India’s atom story had begun even before independence, thanks to Homi J. Bhabha and his good friend Jawaharlal Nehru who worshipped science. It is said Bhabha was the one who prevailed on Nehru to prevent the secession of the princely state of Travancore, which had the world’s second largest deposit of the strategic mineral thorium.

With state patronage and Tata funds, Bhabha set up the early nuclear labs in Bombay where they researched on the bomb and non-bomb aspects of atomic physics. As the British and the French, too, made bombs and joined the nuclear club, till then membered by the US and the USSR, Bhabha and his team pursued the technology, but refrained from weaponising it as the political advice was against making bombs.

But in 1964, when the Chinese tested the bomb, Bhabha thought that India, too, had to test one. By then, Nehru was dead and Shastri was the prime minister. Much as Bhabha and Co talked, Shastri was dead against going nuclear.
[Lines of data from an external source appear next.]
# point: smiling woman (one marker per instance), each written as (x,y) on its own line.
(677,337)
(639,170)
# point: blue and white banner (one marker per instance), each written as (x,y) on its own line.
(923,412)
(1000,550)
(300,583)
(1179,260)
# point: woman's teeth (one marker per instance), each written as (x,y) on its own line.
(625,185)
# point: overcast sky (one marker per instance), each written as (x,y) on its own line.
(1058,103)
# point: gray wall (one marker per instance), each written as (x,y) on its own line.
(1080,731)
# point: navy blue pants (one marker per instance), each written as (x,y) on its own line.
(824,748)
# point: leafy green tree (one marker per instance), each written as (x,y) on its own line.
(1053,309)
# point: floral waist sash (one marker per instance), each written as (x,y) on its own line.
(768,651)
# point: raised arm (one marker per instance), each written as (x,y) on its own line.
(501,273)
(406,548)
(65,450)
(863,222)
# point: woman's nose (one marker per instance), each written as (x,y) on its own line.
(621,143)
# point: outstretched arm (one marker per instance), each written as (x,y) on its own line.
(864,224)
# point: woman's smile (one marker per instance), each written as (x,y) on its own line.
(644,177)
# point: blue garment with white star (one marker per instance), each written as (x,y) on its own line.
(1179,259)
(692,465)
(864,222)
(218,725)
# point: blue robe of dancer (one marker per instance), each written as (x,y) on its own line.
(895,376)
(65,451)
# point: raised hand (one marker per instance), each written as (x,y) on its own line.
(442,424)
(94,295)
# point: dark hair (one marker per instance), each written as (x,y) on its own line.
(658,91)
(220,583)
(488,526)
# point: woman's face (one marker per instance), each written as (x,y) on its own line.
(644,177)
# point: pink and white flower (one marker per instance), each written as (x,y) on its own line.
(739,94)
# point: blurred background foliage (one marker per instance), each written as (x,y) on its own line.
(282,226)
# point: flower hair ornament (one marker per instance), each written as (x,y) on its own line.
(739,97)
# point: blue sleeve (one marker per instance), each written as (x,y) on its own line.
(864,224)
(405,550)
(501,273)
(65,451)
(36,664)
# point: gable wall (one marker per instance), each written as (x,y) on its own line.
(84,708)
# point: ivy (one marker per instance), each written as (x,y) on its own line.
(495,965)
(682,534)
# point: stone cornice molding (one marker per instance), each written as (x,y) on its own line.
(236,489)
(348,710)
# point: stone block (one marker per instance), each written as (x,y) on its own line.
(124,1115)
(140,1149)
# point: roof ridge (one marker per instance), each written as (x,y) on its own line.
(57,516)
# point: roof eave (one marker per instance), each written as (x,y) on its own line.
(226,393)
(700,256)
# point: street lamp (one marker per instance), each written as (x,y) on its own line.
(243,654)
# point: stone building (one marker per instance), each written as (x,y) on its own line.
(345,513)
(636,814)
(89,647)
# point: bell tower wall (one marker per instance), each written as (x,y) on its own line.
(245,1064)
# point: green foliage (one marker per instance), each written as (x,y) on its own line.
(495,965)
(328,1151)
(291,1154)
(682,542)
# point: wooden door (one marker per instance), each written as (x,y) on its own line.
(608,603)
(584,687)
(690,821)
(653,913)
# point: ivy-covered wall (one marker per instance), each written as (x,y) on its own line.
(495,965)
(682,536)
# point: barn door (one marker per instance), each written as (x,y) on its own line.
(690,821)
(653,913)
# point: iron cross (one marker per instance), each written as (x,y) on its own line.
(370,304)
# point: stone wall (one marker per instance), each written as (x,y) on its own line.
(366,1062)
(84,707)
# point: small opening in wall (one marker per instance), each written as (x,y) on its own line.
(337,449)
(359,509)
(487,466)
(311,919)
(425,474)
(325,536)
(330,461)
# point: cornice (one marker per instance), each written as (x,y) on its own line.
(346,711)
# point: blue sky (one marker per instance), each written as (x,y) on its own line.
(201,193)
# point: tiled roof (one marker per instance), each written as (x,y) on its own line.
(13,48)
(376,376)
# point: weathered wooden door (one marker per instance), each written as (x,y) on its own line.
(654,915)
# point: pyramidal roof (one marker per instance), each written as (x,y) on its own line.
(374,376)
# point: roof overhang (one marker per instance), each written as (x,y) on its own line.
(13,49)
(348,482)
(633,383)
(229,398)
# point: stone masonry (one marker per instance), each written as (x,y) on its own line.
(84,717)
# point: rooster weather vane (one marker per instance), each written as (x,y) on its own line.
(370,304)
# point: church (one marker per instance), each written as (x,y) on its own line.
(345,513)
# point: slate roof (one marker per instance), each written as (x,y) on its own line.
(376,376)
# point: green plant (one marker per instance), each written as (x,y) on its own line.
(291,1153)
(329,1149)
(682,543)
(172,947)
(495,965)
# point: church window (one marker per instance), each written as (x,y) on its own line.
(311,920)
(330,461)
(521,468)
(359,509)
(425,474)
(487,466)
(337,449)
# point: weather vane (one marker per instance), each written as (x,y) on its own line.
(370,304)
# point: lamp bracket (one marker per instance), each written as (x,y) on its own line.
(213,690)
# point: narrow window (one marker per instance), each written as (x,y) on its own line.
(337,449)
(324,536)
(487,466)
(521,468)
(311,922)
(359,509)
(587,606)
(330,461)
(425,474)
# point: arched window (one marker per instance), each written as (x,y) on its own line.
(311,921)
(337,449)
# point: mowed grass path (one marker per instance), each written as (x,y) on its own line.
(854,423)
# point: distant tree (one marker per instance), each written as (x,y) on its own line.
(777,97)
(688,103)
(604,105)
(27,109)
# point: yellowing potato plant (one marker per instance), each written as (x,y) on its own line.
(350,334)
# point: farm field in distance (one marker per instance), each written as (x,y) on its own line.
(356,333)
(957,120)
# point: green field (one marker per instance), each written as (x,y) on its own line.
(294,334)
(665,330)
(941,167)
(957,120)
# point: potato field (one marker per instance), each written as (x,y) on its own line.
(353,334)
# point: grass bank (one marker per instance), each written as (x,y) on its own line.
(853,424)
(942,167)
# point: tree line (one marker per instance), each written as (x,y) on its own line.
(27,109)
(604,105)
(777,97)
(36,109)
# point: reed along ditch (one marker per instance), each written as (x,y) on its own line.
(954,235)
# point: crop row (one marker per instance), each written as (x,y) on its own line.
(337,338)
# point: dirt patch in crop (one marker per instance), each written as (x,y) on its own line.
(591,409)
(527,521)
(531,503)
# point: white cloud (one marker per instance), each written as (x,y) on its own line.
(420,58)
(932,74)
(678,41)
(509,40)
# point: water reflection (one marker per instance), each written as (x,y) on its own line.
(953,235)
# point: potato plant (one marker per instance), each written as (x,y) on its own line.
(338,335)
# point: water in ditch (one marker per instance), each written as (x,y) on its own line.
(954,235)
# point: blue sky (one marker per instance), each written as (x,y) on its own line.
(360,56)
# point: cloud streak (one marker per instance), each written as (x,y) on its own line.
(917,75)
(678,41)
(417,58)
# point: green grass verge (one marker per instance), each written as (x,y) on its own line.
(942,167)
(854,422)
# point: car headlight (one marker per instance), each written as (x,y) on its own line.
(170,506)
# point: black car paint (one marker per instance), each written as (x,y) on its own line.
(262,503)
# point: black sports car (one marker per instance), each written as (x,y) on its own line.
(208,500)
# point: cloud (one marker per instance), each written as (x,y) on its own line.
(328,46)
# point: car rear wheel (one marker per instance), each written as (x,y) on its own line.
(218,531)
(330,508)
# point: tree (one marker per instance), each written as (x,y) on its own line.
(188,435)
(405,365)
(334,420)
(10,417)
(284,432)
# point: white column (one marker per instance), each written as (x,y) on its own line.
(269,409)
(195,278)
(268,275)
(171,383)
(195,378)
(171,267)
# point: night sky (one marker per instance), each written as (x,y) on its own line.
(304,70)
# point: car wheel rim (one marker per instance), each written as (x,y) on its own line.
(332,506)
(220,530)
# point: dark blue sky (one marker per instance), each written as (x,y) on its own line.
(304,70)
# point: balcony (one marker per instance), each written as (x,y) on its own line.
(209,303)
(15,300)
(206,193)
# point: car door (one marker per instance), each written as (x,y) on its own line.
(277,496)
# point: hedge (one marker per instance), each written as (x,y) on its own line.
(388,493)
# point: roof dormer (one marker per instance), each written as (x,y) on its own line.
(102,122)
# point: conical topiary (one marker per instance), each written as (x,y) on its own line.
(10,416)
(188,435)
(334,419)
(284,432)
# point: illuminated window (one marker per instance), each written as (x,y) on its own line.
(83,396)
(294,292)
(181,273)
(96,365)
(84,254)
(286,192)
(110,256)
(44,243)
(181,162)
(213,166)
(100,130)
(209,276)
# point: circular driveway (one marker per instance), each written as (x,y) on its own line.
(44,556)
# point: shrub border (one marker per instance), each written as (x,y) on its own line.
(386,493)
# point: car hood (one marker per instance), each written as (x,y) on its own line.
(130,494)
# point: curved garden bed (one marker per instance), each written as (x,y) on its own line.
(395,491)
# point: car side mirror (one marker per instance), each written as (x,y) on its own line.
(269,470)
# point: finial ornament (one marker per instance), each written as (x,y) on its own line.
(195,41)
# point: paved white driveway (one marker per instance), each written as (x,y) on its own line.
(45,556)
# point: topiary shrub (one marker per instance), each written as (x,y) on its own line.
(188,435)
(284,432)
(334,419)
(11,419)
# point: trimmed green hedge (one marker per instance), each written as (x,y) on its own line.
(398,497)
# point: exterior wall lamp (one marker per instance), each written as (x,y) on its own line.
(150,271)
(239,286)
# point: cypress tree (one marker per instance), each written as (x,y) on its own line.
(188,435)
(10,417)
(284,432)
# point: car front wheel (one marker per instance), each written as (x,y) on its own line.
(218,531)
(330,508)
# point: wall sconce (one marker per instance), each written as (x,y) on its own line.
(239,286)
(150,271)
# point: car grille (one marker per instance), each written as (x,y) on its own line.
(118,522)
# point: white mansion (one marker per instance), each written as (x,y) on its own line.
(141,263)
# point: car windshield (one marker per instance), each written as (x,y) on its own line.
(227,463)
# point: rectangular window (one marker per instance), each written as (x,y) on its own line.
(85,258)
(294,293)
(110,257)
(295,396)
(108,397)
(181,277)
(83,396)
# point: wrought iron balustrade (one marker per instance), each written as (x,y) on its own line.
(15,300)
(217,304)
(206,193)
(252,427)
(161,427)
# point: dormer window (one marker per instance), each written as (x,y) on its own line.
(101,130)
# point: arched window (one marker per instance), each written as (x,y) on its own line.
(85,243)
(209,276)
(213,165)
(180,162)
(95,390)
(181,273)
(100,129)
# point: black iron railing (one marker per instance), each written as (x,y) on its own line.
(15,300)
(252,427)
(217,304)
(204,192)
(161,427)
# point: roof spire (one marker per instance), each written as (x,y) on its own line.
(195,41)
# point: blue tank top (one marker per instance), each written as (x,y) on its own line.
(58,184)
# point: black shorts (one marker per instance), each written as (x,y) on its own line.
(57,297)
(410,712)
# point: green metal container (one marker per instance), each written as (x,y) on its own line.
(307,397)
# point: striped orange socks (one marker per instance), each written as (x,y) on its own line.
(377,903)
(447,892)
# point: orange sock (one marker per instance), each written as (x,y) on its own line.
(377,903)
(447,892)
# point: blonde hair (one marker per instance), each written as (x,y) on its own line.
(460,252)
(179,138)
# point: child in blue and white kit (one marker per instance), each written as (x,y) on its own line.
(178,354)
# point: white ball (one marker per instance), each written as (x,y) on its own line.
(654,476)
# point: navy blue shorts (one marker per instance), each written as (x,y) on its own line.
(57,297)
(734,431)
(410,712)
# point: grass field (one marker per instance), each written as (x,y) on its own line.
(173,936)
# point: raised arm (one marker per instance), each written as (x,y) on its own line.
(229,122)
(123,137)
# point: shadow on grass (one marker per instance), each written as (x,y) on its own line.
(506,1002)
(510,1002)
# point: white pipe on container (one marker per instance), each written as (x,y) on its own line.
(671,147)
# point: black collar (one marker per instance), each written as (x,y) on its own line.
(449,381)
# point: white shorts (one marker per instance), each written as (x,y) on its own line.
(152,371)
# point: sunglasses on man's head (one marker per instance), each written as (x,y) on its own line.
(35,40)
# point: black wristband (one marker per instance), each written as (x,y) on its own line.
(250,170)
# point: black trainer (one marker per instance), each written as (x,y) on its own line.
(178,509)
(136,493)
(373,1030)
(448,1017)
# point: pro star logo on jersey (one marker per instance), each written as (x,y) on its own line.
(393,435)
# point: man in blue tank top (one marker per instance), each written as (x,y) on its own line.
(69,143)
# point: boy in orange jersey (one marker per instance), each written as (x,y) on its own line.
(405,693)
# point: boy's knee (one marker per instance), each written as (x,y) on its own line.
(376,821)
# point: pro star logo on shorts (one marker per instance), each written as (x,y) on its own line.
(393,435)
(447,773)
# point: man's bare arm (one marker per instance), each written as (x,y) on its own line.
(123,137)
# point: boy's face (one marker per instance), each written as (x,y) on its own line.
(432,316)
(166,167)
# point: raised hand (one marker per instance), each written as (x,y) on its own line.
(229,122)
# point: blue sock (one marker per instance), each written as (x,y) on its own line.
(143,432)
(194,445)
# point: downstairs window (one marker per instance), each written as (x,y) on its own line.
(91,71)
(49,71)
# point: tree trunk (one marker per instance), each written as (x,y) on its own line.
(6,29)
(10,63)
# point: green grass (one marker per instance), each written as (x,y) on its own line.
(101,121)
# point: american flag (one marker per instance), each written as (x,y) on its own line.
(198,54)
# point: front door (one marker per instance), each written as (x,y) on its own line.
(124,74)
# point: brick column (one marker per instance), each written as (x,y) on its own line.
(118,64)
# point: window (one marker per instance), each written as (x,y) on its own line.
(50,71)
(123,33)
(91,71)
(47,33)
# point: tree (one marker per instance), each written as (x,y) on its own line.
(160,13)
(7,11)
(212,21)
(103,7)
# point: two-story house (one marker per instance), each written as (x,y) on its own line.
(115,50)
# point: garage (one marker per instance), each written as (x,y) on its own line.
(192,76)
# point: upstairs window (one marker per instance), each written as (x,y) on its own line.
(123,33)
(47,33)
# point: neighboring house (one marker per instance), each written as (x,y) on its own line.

So frustrated was Bhabha that he openly declared in an All India Radio address in October 1964 that, if given the go-ahead, he and his men could make the bomb in 18 months. But the Shastri government refused.

By now, the big powers decided that they could not allow India or any more countries to make the bomb. In 1965, they negotiated and came out with the non-proliferation treaty by which they would keep their bombs and make more of them, but all other countries would forswear the weapon. India, calling upon the big bomb-owning five to give up their weapons, objected to what it called nuclear apartheid.

Meanwhile, Shastri won the 1965 war against Pakistan, and was invited to talks with Pakistan in Tashkent where he died unexpectedly. Indira succeeded him as prime minister, but the very day she was being sworn in―24 January 1966―Bhabha was killed in a plane crash in Switzerland.

Many feared, India’s nuclear programme also would go for a toss with that plane crash.

But by then, Bhabha had put the nuclear programme on a robust foundation, having trained many of its finest scientists like Homi Sethna, Raja Ramanna and P.K. Iyengar in cutting-edge technologies. While Sethna worked on developing weapons-grade plutonium, Ramanna worked on the actual nuclear device, Iyengar developed plutonium reactors, the kind of which he had seen in the USSR.

Yet, India couldn’t go nuclear for fear of sanctions from the west from where India was importing most of its food. By the early 1970s, Indira had made much progress in making India self-sufficient in food production through the green revolution. In 1972, having triumphed over Pakistan, Indira gave the go-ahead to her scientists―just 75 of them knew―to work towards a test. The Army leadership was kept informed.

The project was headed by Ramanna, and its physics worked on by R. Chidambaram, whom Ramanna selected because he knew his physics and also “knew how to keep his mouth shut”. When asked by colleagues on the eve of the test on May 18, 1974, if it would work, Chidambaram would reply that if it didn’t, the laws of physics were wrong. Exactly 24 years later, as chairman of the Atomic Energy Commission, he would preside over the five tests with which India would declare that it was making bombs. Yet, as Ramanna had expected of him in 1974, he would keep his mouth shut even when the public went to give credit to others.

Now, what was it that was tested in 1974? Officially it was called a peaceful test of a nuclear device that was designed to yield 10 kilotons, but yielded about 8 to 10. That was about two-thirds of the yield of the bomb that was dropped in Hiroshima.

The 1974 test cocked a nuke at the big five who thought they ruled the universe. India got away with it admirably as the subsequent years showed. With the launch of Aryabhatta the very next year, India declared it was coming on to the world stage seeking a big role.